2010-03-13

Rosetta language popularity

Rosetta Code is a community wiki which presents how to solve various programming tasks by different programming languages. Thus, it serves as a dictionary between programming languages, but also as cookbook of programming recipes for a specific language.

One unsolved (until today) programming task for R was to rank languages by popularity. I worked on it using the RJSONIO package from Omegahat and the Mediawiki API. Here I explain the code step by step:

First, let us look up the languages which are defined at Rosetta Code. The wiki has a category for solutions by programming languages, which we will use.


> library(RJSONIO)
> langUrl <- "http://rosettacode.org/mw/api.php?action=query&format=json&cmtitle=Category:Solutions_by_Programming_Language&list=categorymembers&cmlimit=500"
> languages <- fromJSON(langUrl)$query$categorymembers
> languages <- sapply(languages, function(x) sub("Category:", "", x$title))

Now for each programming language, there is a category of the users of the language. We iterate over all languages and count the category members.

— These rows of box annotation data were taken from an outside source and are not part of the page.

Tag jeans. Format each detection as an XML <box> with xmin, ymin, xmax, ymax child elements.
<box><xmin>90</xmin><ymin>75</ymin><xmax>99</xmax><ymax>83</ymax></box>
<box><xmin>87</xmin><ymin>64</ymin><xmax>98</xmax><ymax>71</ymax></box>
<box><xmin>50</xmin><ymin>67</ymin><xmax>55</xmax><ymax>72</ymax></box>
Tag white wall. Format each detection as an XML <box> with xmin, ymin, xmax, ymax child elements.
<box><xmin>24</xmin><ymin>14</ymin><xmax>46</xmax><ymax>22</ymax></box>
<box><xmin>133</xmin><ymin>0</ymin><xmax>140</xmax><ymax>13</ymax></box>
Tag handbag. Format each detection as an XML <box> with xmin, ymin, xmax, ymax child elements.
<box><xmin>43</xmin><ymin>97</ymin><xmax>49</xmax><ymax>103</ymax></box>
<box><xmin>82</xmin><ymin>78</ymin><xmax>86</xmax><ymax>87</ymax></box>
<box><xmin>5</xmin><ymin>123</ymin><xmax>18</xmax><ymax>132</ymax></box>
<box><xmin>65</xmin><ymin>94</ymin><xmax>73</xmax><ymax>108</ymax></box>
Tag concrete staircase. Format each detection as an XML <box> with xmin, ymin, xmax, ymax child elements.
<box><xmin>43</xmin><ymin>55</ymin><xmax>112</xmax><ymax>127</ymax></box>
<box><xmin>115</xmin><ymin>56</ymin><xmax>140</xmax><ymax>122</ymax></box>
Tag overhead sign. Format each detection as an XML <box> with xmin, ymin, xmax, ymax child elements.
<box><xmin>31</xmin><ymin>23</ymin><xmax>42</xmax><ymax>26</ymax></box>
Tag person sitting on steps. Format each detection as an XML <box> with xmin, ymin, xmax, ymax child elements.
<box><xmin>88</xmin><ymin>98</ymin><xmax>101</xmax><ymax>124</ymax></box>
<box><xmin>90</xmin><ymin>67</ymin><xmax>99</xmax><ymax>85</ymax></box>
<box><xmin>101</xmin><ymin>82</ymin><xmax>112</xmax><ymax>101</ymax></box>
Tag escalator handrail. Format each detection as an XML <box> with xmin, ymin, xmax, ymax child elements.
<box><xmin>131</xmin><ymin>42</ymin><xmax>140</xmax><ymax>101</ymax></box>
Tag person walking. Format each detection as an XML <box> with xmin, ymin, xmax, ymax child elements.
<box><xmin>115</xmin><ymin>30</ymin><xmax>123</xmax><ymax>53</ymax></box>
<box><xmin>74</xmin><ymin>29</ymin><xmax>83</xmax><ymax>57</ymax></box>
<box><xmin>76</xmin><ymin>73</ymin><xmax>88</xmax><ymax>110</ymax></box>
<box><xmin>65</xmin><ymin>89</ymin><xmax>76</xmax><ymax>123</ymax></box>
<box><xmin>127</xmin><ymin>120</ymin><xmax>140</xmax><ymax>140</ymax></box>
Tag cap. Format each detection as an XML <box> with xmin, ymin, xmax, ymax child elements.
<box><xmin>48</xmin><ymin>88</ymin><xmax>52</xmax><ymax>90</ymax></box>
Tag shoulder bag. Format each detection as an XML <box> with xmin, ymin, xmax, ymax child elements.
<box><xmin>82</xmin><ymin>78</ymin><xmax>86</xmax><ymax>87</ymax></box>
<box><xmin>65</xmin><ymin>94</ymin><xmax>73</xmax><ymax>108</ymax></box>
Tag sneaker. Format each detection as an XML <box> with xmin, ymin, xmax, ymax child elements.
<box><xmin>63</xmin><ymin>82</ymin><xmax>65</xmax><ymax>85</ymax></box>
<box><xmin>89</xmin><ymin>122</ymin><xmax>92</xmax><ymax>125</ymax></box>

> user <- function (lang) {
+ userBaseUrl <- "http://rosettacode.org/mw/api.php?action=query&format=json&list=categorymembers&cmlimit=500&cmtitle=Category:"
+ userUrl <- paste(userBaseUrl, URLencode(paste(lang, " User", sep="")),sep="")
+ length(fromJSON(userUrl)$query$categorymembers)
+ }
> users <- sapply(languages, user)

Now we can print out the top 15 languages:


> head(sort(users, decreasing=TRUE),15)
C C++ Java Python JavaScript Perl UNIX Shell
55 55 37 32 27 27 22
Pascal BASIC PHP SQL Haskell AWK C sharp
20 19 19 18 17 16 16
Ruby
14

It is very straightforward to work with the Mediawiki API, and it offers many other different features. It would be nice to have a S3 class that does all the URL encoding. There is already a project wikirobot on R-forge, but I did not look into it yet.